Citing reports filed Wednesday with the Federal Election Commission, The Charlotte Observer said organizers raised $24.1 million in cash and in-kind contributions to cover the cost of the convention. The committee had agreed contractually to raise as much as $36.6 million but faced obstacles, including newly imposed restrictions by the Democratic Party on accepting contributions from corporations and lobbyists.
Host Committee Chief Executive Officer Dan Murrey said cost-cutting steps reduced the budget for the convention to $31.3 million, the newspaper reported.

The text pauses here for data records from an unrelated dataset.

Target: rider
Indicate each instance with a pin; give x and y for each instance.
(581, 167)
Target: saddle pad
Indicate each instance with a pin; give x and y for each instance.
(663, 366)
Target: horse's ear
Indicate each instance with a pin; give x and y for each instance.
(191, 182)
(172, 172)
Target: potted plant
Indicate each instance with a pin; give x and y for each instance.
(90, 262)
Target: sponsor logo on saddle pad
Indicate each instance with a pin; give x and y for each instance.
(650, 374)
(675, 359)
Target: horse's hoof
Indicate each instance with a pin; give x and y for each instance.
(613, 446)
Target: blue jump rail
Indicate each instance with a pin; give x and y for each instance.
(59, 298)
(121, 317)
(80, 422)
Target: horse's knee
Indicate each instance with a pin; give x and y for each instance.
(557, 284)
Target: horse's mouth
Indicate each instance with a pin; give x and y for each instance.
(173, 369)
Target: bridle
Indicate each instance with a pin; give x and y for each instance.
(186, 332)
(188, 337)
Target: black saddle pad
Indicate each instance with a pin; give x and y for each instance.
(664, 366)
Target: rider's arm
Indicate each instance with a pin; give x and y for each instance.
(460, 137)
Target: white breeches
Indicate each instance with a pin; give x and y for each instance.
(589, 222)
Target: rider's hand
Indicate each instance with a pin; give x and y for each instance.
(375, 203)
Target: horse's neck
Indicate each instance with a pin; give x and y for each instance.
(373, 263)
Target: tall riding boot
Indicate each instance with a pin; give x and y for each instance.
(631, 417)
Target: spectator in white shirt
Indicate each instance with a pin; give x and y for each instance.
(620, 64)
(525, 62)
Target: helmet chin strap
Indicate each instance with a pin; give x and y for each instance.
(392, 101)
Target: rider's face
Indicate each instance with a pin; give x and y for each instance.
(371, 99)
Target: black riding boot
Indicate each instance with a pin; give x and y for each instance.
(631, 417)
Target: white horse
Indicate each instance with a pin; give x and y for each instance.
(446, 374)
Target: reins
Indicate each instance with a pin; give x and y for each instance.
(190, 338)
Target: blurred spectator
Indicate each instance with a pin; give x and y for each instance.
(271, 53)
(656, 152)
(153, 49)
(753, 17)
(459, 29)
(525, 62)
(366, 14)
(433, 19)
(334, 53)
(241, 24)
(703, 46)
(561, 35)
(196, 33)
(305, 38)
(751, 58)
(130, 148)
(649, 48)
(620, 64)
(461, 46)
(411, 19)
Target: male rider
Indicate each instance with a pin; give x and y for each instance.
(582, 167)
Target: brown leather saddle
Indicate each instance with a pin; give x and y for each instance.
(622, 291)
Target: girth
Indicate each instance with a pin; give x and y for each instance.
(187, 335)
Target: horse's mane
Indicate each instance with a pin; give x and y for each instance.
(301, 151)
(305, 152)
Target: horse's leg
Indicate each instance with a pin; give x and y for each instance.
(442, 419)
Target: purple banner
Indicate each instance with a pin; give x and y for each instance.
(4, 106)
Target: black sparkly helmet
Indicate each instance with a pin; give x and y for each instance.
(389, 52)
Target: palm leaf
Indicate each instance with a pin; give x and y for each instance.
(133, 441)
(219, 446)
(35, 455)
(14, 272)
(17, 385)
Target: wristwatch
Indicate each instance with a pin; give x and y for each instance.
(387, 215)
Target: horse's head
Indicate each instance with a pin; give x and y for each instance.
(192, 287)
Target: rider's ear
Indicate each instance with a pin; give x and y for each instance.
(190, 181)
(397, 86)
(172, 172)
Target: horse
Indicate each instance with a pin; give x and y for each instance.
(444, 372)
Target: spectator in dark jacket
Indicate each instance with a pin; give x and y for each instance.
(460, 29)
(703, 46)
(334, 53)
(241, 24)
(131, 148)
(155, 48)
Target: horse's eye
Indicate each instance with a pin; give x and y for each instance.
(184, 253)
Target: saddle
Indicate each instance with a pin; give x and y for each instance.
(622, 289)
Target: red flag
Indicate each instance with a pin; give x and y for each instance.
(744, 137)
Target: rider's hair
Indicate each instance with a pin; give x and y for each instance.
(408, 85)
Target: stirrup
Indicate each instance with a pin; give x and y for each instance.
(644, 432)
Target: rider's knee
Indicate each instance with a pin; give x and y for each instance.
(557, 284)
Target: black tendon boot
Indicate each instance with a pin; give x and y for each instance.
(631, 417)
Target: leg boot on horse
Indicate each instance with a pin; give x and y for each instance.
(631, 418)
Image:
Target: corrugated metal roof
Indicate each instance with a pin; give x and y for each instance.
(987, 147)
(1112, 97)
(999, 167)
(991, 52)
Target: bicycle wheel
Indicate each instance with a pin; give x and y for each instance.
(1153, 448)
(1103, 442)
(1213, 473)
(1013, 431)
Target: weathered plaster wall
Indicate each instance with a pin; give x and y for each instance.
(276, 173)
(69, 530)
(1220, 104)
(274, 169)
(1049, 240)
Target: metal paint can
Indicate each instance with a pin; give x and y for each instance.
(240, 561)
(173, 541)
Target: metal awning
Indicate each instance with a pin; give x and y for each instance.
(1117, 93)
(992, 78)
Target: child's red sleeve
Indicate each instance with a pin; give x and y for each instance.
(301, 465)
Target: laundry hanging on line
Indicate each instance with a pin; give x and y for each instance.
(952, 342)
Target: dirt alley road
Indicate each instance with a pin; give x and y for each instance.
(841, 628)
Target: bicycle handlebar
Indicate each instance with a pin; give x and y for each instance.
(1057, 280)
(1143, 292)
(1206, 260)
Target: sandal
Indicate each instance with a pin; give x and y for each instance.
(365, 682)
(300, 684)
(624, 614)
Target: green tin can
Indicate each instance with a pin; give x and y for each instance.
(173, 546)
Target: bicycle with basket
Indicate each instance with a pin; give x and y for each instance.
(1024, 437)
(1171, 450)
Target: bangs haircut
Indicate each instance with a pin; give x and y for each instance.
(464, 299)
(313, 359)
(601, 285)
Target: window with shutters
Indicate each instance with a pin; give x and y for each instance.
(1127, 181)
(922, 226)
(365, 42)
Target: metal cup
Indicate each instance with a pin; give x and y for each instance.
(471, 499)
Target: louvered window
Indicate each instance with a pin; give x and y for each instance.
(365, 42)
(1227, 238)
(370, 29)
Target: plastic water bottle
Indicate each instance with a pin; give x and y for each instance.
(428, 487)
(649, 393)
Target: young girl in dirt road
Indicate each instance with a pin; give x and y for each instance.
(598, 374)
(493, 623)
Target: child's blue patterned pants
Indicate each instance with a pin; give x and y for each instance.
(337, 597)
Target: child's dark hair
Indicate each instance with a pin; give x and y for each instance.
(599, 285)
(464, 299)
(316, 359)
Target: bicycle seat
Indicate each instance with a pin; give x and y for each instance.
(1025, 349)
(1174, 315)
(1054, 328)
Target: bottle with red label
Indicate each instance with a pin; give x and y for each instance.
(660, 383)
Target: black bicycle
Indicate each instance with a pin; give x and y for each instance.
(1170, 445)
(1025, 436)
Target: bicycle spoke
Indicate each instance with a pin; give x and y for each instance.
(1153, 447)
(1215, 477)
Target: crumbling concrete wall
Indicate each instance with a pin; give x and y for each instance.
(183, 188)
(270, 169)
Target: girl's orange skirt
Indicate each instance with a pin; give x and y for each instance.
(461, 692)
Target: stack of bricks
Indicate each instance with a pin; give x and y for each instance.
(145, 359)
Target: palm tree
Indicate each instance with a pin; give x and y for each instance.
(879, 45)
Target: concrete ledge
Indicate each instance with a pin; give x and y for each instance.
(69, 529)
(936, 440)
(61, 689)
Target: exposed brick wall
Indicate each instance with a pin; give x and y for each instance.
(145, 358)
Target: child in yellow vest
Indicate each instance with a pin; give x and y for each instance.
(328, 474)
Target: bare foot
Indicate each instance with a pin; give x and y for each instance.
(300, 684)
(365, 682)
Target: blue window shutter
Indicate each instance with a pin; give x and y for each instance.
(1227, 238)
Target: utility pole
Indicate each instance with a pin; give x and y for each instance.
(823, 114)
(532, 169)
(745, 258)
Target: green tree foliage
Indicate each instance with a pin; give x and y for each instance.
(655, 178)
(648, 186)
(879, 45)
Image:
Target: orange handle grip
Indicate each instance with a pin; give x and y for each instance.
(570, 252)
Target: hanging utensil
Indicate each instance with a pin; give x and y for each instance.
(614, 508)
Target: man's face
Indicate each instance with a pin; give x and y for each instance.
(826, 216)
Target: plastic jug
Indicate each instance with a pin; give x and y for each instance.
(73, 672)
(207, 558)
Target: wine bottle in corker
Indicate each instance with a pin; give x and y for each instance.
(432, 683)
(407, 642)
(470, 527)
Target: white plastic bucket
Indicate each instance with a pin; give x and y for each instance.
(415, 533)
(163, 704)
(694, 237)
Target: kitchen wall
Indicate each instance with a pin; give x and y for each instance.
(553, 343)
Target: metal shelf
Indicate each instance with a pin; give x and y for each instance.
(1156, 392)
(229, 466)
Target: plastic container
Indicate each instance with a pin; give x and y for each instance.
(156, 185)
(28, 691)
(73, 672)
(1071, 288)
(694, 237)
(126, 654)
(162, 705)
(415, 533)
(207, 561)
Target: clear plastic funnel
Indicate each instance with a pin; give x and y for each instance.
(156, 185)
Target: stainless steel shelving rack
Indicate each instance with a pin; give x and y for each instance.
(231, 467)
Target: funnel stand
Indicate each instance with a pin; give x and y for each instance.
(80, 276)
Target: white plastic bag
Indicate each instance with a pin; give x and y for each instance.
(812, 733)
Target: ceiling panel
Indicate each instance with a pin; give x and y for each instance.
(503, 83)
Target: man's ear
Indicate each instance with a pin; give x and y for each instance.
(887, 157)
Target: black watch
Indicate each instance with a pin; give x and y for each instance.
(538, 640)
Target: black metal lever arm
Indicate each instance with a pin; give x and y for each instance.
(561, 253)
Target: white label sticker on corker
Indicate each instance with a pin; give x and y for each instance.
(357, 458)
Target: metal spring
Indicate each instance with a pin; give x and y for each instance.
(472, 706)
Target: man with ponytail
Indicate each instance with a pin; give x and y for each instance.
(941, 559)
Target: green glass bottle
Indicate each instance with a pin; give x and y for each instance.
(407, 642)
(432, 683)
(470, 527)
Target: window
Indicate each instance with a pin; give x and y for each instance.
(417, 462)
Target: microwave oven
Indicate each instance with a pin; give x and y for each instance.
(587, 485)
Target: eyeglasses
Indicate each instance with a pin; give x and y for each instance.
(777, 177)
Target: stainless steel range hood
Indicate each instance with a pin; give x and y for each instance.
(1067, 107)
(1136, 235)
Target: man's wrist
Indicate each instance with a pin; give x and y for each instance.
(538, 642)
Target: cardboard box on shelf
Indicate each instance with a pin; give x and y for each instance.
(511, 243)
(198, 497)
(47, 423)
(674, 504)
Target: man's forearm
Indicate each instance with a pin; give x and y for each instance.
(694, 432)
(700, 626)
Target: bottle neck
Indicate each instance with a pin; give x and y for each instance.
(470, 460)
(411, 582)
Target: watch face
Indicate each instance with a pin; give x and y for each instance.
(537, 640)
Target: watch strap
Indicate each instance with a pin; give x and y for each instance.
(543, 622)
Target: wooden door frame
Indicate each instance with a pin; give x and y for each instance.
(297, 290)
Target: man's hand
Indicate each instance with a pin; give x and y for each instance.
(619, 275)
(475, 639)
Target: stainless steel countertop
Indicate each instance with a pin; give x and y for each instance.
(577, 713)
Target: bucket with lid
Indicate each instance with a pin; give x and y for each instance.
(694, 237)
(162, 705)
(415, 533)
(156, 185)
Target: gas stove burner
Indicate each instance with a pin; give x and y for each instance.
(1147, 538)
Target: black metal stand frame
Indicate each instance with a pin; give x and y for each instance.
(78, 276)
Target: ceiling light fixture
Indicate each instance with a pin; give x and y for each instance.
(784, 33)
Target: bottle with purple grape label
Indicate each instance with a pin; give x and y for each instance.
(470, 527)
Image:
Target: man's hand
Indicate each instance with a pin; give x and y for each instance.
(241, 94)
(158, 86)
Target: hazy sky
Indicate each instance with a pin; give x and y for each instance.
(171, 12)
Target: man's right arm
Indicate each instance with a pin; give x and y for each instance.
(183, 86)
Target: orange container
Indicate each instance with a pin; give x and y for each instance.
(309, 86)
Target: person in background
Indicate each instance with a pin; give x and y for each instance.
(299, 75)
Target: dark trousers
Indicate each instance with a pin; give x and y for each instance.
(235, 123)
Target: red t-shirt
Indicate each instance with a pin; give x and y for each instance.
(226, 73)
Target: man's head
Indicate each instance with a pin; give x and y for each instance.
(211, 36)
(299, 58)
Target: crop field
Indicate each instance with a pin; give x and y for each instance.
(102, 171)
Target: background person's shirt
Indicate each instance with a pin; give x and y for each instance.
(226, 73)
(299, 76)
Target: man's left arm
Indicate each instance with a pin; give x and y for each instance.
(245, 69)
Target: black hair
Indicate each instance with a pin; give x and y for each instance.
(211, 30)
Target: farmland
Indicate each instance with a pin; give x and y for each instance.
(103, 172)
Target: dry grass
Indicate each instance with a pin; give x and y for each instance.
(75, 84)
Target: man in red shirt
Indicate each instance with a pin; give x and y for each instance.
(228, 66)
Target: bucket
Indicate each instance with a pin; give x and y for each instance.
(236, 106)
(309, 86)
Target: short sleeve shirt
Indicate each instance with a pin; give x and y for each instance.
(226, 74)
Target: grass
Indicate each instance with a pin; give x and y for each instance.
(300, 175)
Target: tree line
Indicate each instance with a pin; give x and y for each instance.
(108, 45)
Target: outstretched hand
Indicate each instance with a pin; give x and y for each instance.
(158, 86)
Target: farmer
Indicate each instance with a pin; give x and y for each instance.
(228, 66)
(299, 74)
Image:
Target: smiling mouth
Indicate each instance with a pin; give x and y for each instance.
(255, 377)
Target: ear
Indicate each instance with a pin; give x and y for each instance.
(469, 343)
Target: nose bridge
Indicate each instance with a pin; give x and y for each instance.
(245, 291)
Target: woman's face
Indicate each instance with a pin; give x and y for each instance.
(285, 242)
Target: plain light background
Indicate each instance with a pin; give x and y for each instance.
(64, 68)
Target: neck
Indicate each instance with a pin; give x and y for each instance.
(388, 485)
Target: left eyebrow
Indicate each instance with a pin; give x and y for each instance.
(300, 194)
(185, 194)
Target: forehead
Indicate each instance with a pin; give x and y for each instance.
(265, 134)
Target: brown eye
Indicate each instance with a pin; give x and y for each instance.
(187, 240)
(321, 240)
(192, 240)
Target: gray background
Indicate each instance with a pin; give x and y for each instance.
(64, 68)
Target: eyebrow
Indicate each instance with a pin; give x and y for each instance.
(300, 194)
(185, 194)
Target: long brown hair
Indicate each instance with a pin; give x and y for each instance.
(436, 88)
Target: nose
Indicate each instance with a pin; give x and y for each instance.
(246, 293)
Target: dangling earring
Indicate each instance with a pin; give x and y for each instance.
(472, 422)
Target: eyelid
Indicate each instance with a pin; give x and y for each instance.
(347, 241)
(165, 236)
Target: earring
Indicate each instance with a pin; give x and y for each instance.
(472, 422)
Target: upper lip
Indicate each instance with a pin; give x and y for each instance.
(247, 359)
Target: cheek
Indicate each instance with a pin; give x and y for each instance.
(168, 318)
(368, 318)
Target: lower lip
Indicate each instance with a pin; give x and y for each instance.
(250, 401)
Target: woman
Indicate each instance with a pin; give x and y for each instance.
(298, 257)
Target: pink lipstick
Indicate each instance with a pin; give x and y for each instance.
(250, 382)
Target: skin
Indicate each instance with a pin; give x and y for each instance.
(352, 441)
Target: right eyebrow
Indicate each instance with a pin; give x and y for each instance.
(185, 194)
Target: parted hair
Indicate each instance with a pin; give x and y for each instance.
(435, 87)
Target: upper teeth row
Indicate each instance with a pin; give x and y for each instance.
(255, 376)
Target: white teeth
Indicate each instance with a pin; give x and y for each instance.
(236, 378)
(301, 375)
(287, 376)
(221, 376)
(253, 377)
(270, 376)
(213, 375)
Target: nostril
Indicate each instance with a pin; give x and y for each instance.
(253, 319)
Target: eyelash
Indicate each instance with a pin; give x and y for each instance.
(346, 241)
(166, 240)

The committee made up for the shortfall by using $7.9 million of a $10 million line of credit provided by Duke Energy, which is based in Charlotte. The company had guaranteed the line of credit in 2011 to help draw the convention to Charlotte.
The host committee has until Feb. 28 to repay the loan -- $7.4 million to Bank of America, and $500,000 to Mechanics & Farmers Bank.
Murrey said funds to repay the loan will not come from President Barack Obama's re-election campaign or the Democratic National Committee, so the committee will keep raising funds on its own.
The FEC documents show the committee raised funds through two organizations -- Committee for Charlotte 2012, which limited individual donor contributions to $100,000 and did not accept corporate cash contributions, and New American City, which generally promoted Charlotte and was permitted to accept corporate cash and larger contributions.
New American City accepted $5 million from Bank of America, $4.1 million from Duke Energy and $2 million from Dreamworks II Financial. Time Warner Cable, Experient, Wells Fargo and Coca-Cola also donated to New American City.
Committee for Charlotte 2012 received $1.56 million from Duke Energy and $271,864 from Bank of America in in-kind contributions, and $100,000 cash contributions from Belk Inc. Community Fund, Crandall and Erskine Bowles, entertainer Chelsea Handler and Google Chief Executive Officer Eric Schmidt.